In Israel’s battered south, little joy at ceasefire

Weary after yet another round of fighting and a decade of rocket fire, residents of Ofakim expect a few months of quiet at best

Ehud Ben-David, 23, in Ofakim on Thursday (Times of Israel/Matti Friedman)
Ehud Ben-David, 23, in Ofakim on Thursday (Times of Israel/Matti Friedman)

There are no optimists in Ofakim.

One day after a ceasefire ended the last round of fighting between Israel and the rocket squads of Gaza, the residents of this hardscrabble town in southern Israel seem to believe — with a unanimity rare among typically fractious Israelis — that the decision to call off the military’s offensive in Gaza was a mistake.

“We needed to keep going until we finished this,” Ehud Ben-David, 23, said Thursday. He stood on the roof of an Ofakim house next to a hole made by a Gazan rocket on its way down into the bathroom below.

An elderly woman in the living room survived. The interior of the house, and the top floor of an adjoining house, were gutted, and windows in surrounding homes were blown out.

“We’re already in our safe rooms. We’re already getting hit. The soldiers are already called up,” he said. “We should not have stopped.”

Ben-David gave the ceasefire three to five months. In Ofakim, that appears to be a fairly generous estimate.
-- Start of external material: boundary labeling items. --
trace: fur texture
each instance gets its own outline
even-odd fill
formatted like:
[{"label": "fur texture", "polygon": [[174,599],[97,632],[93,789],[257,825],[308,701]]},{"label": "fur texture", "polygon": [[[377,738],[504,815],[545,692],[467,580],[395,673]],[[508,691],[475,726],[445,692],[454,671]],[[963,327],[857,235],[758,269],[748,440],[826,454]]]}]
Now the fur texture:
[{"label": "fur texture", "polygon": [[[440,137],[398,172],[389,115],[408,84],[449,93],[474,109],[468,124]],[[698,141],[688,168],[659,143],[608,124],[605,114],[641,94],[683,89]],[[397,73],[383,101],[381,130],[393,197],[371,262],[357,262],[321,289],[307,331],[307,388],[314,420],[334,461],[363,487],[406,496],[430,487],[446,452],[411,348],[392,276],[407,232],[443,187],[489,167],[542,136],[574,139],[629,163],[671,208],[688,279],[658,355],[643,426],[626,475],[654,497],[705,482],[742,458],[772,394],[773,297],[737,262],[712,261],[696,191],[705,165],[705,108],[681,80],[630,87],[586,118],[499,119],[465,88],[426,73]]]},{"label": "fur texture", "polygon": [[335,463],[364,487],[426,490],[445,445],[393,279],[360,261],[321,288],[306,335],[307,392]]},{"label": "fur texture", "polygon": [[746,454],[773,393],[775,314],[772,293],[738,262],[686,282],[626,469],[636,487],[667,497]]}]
Ofakim, with 27,000 residents, is 14 miles from Gaza, easy rocket range for terrorists in the Palestinian territory. The town has been hit repeatedly in recent years and suffered five hits in the past week; other incoming missiles were intercepted en route by Israel’s Iron Dome system.

On Sunday, four people here were wounded when a rocket hit near their car.

The houses in this neighborhood are typical for an Israeli development town — modest and spotless, with prominently displayed pictures of Middle Eastern rabbis. Batya Sabag was standing in one of them, across a narrow alleyway from the one hit by the rocket. Israel was paying the price for pulling out of Gaza in 2005, she said. That withdrawal enjoyed broad public support at the time, but the increased rocket fire since then has made this an increasingly common position.

“We pray that things will improve, but we don’t believe it,” she said.

On Thursday the town was beginning to come back to life. The mayor, Tzvika Greengold, said he was “deeply proud” of residents’ steadfastness and patience in face of the rocket assault. Greengold is a Yom Kippur War hero, famous for holding off dozens of Syrian tanks with one during desperate fighting on the Golan Heights in 1973.

Ofakim, like many towns in the south, lives a marginal existence on the periphery of the prosperity in Israel’s center, and Greengold said he was afraid the fighting had caused damage from which his town might have trouble recovering.

“We need people to move here and make their lives here,” he said. “If we’re seen as being in a war zone, that won’t happen.”

As for the ceasefire, Greengold said he was “ambivalent,” rather than dismissive outright, making him a wide-eyed dreamer by local standards. (Born on a kibbutz in Israel’s north, he is not an Ofakim native.) But he could not summon up much hope.

“After eight days of shooting, following years of shooting, no one can say that we don’t want quiet. But our experience tells us that understandings do not bring quiet,” he said.

“We’re no longer prepared to be hostages of Hamas in their conflict with the State of Israel,” he said.

To the extent that it is possible to generalize about the national mood, it seems there might be somewhat more optimism in the center of the country. In areas in and around Tel Aviv, residents experienced air-raid sirens for the first time over the last week and have not gone through the south’s dispiriting cycle of rocket fire-military operation-ceasefire-rocket fire over the past decade.

Avri Gilad, a popular radio and TV host from Tel Aviv, said on his Army Radio show Thursday that the ceasefire came at the “right time,” and praised the government for not giving in to hardliners pushing for a ground invasion.

The results of a continuing military operation, and of a ground incursion, were highly uncertain. The Israeli military has gone into Gaza before with no long-term effect.

“The shouts of disappointment from the Likud are proof in my eyes that this was done right on time,” he said.

He praised the Iron Dome system as an effective counter to the Palestinians’ rockets.

Hamas members, he said “might as well take their missiles and make them into toothpicks — of course they’re a threat, but not as bad as we thought.”

Ofakim residents saw Iron Dome interceptions. But they know the system did not stop all incoming rockets or prevent Gaza’s militant groups from paralyzing their lives and terrorizing them and their children for eight days, as they have on and off for years.

“We shouldn’t have stopped. It was a total failure,” said Avraham Yitzhak, 55, a security guard. “They won.”